Frederick Burke, a partner at the Ho Chi Minh City-based law firm Baker McKenzie believes the location convergence, as well as the incentives offered to relocate to that area, will help to spur the right talents to move to the new “city within a city” once it is up and running.
“The fact that they give extra incentives to locate there creates an ecosystem where some employees live in the neighborhood,” Burke said. “Therefore, an engineer can jump from one job to another more easily.”
The proposed development lacks a lot of support that a more developed host nation might be able to offer, such as existing high-speed internet infrastructure. But with the institutional support of the prime minister and the local government, the project stands to reinvigorate investments and interests in the homegrown technology scene.

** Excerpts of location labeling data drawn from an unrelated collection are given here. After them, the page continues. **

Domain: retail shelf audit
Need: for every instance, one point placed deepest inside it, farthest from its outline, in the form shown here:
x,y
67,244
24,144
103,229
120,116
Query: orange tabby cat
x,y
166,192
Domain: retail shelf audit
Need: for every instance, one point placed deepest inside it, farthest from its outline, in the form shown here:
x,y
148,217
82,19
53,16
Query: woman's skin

One thing that will set apart Vietnam’s Silicon Valley from the actual Silicon Valley in California is the lack of venture capitalist presence that made the San Francisco-area Silicon Valley into a hotbed of IT innovations and capital spending, estimated at US$275 billion in annual output according to some projections.
Lam Nguyen, managing director of tech market research firm IDC Indochina in Ho Chi Minh City, said another major difference with the American Silicon Valley is that the state government will have to invest significantly to incentivize development of the tech zone, such as building out infrastructure, offering tax breaks to entrepreneurs, and providing the broadband internet bandwidth that the local authorities have already offered.
“What we’ll likely see as key differences between the two is the Ho Chi Minh City project will be a cluster that heavily recruits global and regional companies and [where] entrepreneurial behaviors are likely commissioned by the government, whereas Silicon Valley is more locally grown and has been driven by industry trends and technology innovations,” iterated Lam Nguyen.